Department of Organic Chemistry and Technology, Faculty of Chemical Technology and Biotechnology, Budapest University of Technology and Economics, Műegyetem rkp. 3, Budapest H-1111, Hungary.
Department of Applied Biotechnology and Food Science, Faculty of Chemical Technology and Biotechnology, Budapest University of Technology and Economics, Műegyetem rkp. 3, Budapest H-1111, Hungary.
Int J Pharm. 2024 Jul 20;660:124251. doi: 10.1016/j.ijpharm.2024.124251. Epub 2024 May 24.
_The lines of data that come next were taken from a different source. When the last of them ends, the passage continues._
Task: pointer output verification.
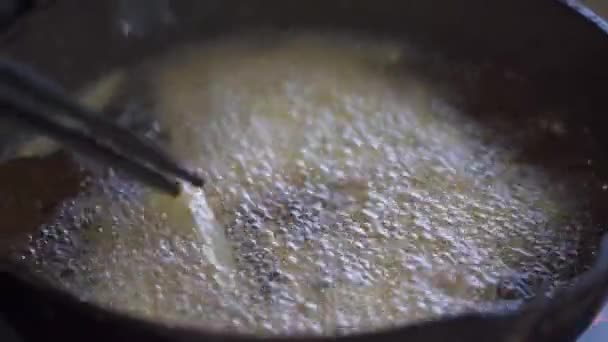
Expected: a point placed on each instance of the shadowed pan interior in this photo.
(354, 182)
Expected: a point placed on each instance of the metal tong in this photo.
(36, 103)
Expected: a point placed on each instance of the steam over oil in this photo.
(345, 192)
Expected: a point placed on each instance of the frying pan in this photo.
(558, 46)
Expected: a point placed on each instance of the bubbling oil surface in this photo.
(340, 196)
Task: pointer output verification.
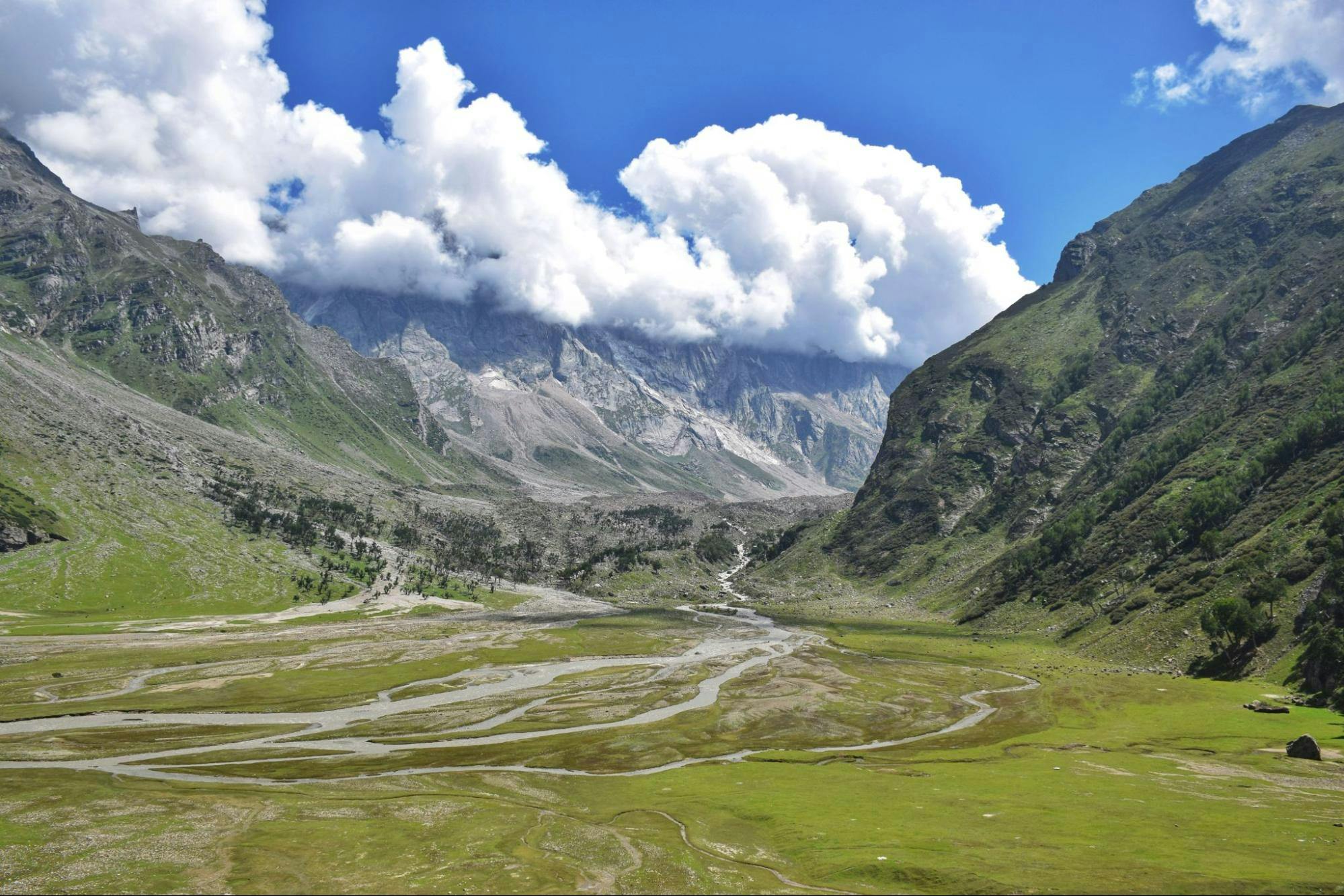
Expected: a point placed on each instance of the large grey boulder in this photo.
(1304, 747)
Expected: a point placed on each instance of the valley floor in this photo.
(555, 743)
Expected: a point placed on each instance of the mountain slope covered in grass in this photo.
(175, 321)
(1156, 433)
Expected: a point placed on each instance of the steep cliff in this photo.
(598, 409)
(1158, 427)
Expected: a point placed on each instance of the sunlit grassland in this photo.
(1100, 781)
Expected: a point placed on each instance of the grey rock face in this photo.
(609, 410)
(1077, 253)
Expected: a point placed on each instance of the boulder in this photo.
(1260, 706)
(12, 538)
(1304, 747)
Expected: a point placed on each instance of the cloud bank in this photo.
(784, 234)
(1269, 48)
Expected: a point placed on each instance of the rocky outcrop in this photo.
(1304, 747)
(1074, 259)
(629, 411)
(1146, 422)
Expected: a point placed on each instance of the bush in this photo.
(714, 547)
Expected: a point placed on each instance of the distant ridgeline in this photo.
(1156, 434)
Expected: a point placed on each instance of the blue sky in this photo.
(758, 172)
(1025, 102)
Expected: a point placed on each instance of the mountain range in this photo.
(465, 397)
(1156, 430)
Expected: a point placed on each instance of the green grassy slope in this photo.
(1156, 429)
(175, 321)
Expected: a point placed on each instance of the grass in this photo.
(1100, 781)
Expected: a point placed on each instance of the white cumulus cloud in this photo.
(1269, 48)
(784, 234)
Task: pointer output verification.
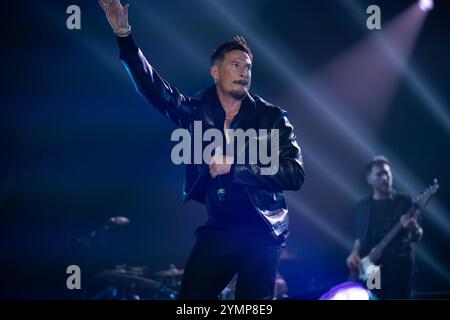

This research shows the detailed comparison of Raman and near-infrared (NIR) spectroscopy as Process Analytical Technology tools for the real-time monitoring of a protein purification process. A comprehensive investigation of the application and model development of Raman and NIR spectroscopy was carried out for the real-time monitoring of a process-related impurity, imidazole, during the tangential flow filtration of Receptor-Binding Domain (RBD) of the SARS-CoV-2 Spike protein. The fast development of Raman and NIR spectroscopy-based calibration models was achieved using offline calibration data, resulting in low calibration and cross-validation errors. Raman model had an RMSEC of 1.53 mM, and an RMSECV of 1.78 mM, and the NIR model had an RMSEC of 1.87 mM and an RMSECV of 2.97 mM. Furthermore, Raman models had good robustness when applied in an inline measurement system, but on the contrary NIR spectroscopy was sensitive to the changes in the measurement environment. By utilizing the developed models, inline Raman and NIR spectroscopy were successfully applied for the real-time monitoring of a process-related impurity during the membrane filtration of a recombinant protein. The results enhance the importance of implementing real-time monitoring approaches for the broader field of diagnostic and therapeutic protein purification and underscore its potential to revolutionize the rapid development of biological products.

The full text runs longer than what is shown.